Now he’s won again, and absolutely no one is denying it. But Trump can’t let it go at that; he has to insist on a massive triumph, presumably in order to claim an unlimited mandate to do whatever he wants. On Election Night, he called his margin of victory “unprecedented.” During his recent big interview with Time magazine, he said, “the beauty is that we won by so much. The mandate was massive. Somebody had 129 years in terms of the overall mandate.” While, as is often the case, it’s unclear what precisely he was talking about, Trump’s electoral vote margin was the largest in … 12 years, not 129. His popular vote margin was the largest in … four years. It was less than a third of Joe Biden’s margin in 2020.
Now the president-elect’s extraordinary inflation of his victory is extending into subcategories of the electorate. In his first post-election press conference on December 16, he was asked about banning TikTok and gave this answer:
I have a warm spot in my heart for TikTok, because I won youth by 34 points … Republicans are always 30 points down in youth. I don’t know why. But we ended up finishing. There was one poll that showed us down about 30. We were 35 or 36 points up with young people. So I have a little bit of a warm spot in my heart, I’ll be honest.
Unless Trump has some data source he isn’t disclosing to us, this assertion is hallucinatory.
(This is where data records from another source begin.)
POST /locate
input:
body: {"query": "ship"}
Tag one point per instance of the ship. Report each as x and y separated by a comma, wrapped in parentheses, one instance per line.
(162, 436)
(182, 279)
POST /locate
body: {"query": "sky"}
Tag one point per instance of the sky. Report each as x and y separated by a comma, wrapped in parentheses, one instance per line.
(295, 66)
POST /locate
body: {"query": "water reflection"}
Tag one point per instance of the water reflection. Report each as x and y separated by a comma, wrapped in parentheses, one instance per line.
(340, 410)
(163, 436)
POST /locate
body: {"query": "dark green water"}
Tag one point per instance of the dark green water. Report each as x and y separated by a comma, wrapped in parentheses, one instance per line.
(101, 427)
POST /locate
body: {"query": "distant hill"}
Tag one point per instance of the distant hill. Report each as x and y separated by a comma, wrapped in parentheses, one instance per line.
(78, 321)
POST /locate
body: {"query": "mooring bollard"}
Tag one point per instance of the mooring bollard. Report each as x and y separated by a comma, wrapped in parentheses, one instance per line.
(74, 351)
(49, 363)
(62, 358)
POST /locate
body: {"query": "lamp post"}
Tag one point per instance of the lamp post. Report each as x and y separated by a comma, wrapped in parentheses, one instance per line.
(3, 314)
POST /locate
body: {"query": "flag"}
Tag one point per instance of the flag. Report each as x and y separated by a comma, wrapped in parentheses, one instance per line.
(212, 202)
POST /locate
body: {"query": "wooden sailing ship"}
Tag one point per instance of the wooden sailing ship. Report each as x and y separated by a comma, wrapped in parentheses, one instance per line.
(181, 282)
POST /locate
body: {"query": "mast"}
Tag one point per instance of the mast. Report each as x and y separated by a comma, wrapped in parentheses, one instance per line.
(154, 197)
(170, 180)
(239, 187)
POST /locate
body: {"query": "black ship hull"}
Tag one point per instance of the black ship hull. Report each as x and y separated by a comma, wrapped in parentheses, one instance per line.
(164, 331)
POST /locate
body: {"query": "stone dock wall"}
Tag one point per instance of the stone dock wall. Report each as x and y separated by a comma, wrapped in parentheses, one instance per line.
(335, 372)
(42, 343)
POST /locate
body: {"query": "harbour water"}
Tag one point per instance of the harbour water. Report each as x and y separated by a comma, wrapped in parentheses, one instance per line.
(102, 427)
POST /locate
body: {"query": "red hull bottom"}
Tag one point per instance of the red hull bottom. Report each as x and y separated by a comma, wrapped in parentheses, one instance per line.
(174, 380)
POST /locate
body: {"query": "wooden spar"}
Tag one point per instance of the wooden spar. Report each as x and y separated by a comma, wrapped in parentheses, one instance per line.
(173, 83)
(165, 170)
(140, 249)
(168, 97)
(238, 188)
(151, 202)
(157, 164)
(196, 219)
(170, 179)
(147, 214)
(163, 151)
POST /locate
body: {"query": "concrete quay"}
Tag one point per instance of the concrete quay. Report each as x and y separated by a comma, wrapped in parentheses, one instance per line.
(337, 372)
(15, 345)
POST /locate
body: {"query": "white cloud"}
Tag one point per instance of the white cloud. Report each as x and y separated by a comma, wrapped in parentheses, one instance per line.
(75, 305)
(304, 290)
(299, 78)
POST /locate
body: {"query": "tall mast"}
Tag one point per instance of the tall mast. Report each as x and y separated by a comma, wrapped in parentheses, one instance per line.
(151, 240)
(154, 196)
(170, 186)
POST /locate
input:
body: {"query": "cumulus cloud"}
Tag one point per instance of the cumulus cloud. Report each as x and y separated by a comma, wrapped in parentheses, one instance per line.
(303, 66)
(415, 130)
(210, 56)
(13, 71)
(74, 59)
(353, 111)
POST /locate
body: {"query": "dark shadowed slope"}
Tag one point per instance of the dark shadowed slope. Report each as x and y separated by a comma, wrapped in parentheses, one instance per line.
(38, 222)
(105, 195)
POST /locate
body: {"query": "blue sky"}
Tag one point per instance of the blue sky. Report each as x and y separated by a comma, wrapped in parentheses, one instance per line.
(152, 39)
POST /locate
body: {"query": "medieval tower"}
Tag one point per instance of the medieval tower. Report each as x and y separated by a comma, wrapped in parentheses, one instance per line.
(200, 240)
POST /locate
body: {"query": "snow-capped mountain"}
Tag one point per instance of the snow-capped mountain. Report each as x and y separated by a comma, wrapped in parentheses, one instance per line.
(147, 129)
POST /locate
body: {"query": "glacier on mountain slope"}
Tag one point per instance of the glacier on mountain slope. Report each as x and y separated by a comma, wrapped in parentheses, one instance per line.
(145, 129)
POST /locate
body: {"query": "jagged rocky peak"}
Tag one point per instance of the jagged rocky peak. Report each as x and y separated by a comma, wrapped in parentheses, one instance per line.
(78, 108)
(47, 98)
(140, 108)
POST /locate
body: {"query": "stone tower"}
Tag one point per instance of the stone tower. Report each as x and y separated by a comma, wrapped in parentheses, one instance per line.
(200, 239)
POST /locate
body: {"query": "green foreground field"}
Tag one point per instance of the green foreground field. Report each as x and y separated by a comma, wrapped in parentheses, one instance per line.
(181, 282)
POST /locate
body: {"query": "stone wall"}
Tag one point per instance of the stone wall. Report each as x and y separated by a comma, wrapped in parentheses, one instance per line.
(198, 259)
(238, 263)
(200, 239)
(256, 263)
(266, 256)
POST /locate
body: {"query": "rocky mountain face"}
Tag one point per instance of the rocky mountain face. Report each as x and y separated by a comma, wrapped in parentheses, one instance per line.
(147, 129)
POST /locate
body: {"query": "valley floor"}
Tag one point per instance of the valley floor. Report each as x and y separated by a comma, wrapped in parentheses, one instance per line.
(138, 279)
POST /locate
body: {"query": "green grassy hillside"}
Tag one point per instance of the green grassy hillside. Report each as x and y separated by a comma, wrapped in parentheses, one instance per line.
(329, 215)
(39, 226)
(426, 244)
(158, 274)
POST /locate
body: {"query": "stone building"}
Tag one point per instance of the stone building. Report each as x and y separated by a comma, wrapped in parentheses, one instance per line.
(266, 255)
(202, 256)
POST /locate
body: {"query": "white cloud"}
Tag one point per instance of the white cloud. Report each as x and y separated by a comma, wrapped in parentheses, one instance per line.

According to exit polls, he didn’t win any age category of voters under the age of 50. (Kamala Harris won under-30 voters by 54 to 43 percent and voters in their 30s by 51 to 45 percent; the two candidates tied among voters in their 40s.) If you don’t trust the exit polls, the authoritative Tufts analysis of the youth vote did show closer margins, but Harris defeated Trump among under-30 voters by 51 to 47 percent and among voters 30-44 years old by 50 percent to 47 percent. There’s no Trump youth-vote victory at all, much less a 34-point win. Yes, the former president made significant gains over his wretched 2020 showing in this demographic, but the improvements are about a net gain of 13 points, not anything like what Trump is talking about.
Does it matter that the next president of the United States regularly and blatantly misstates his performance in elections? Is this just another example of utterances we should “take seriously but not literally?” I might be able to go along with that if he and his supporters had not used misinformation about election results to deny one defeat and to treat his narrow victories as representing a history-changing realignment that should silence all critics and opponents in both parties. Trump won the 2024 election and is inheriting enormous power as a result, thanks to our winner-take-all system of government. He shouldn’t be able to add to that power by just making up massive victories out of thin air.